The head of the government’s website for the release of public sector data has said it is a challenge to ensure that users can understand the statistics.
Cabinet Office official Richard Stirling, who leads the team that runs Data.gov.uk, said that if he was at the Office for National Statistics he would have concerns about statistical releases and people making assumptions “that aren’t quite valid”.
The article was based on a podcast interview with Richard, and in typical journalistic style, took one part of his message and ignored the rest. To get the full picture, listen to the original audio.
Bearing all this in mind, though, I do think this is an important issue which probably needs to be explored more thoroughly than it already exists.
To use myself as an example: I’m a geek, and I like computers, the internet *and* I find government interesting. I suspect this puts me into a very small percentage of the population. But even then – other than thinking open government data is almost certainly a good thing, and being able to reel off all the arguments around transparency and improving services – I don’t really understand or know how this happens. I am completely data illiterate.
This takes two forms. Firstly, knowing what data is, what format it is in and what can be done with it. Essentially a techie thing – fine, the data is there, but how do I do anything with it? This is probably the least important problem, because producing apps and mashups probably isn’t something that everybody needs to be able to do.
The second form is more important, though, and that is based in statistical awareness, understanding of how data is manipulated, and a grip of the context within which the original data was published.
In other words, if I come across some nifty app using open government data, how do I know what biases the developer had? Who – if anyone – paid them to do this? How can I check that the results it produces are correct?
Because even though the original data is published openly, and I can check that, the chances are I will not understand the relationship between that and the nifty app in question.
There’s always the argument that it was ever thus – not that it is a particularly good argument – but when statistical analysis appears in a newspaper, for example, most people are aware of the biases of those publications.

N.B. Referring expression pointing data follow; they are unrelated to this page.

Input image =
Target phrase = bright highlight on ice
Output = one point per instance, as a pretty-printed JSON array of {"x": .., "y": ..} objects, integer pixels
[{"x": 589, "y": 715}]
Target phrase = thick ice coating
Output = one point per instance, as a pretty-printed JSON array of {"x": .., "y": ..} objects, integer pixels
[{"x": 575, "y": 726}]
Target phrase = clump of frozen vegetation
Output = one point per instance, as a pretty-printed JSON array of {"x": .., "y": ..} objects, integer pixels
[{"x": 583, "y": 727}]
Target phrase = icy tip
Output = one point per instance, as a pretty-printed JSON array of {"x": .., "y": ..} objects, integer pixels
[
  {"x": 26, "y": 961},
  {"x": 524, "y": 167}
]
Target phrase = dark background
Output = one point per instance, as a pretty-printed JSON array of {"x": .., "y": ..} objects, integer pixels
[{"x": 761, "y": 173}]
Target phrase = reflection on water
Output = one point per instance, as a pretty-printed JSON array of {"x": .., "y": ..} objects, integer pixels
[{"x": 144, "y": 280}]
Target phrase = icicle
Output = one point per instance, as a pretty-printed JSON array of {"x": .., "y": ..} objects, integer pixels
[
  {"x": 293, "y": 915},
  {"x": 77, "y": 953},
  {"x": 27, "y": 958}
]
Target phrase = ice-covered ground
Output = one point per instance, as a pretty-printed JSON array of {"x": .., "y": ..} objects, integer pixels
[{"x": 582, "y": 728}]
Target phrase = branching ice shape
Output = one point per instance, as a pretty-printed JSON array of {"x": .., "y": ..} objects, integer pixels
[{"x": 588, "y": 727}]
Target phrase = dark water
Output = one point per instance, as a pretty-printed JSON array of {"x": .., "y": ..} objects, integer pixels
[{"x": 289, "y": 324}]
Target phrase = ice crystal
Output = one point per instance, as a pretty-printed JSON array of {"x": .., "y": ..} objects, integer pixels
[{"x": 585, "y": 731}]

Don’t get me wrong – releasing data is important. But the technical challenges are of course the easy bit, whether sticking a CSV file on a web page or creating an API. What I am talking about is ensuring a reasonable level of data literacy for people at the receiving end.
Hadley Beeman’s project could well be something that could answer some of these issues, by providing a space for data to be stored, converted to a common format and appropriately annotated (assuming I have understood it correctly!).
Another possibility is a book being written in Canada, or the Straight Statistics site which seems full of good information (thanks to Simon for the tip).
But none of these seems to scratch the data literacy itch, really. We need interesting, well written, engaging content to help people get to a level where they can understand the process and context of open data. Might it even involve e-learning? It could do.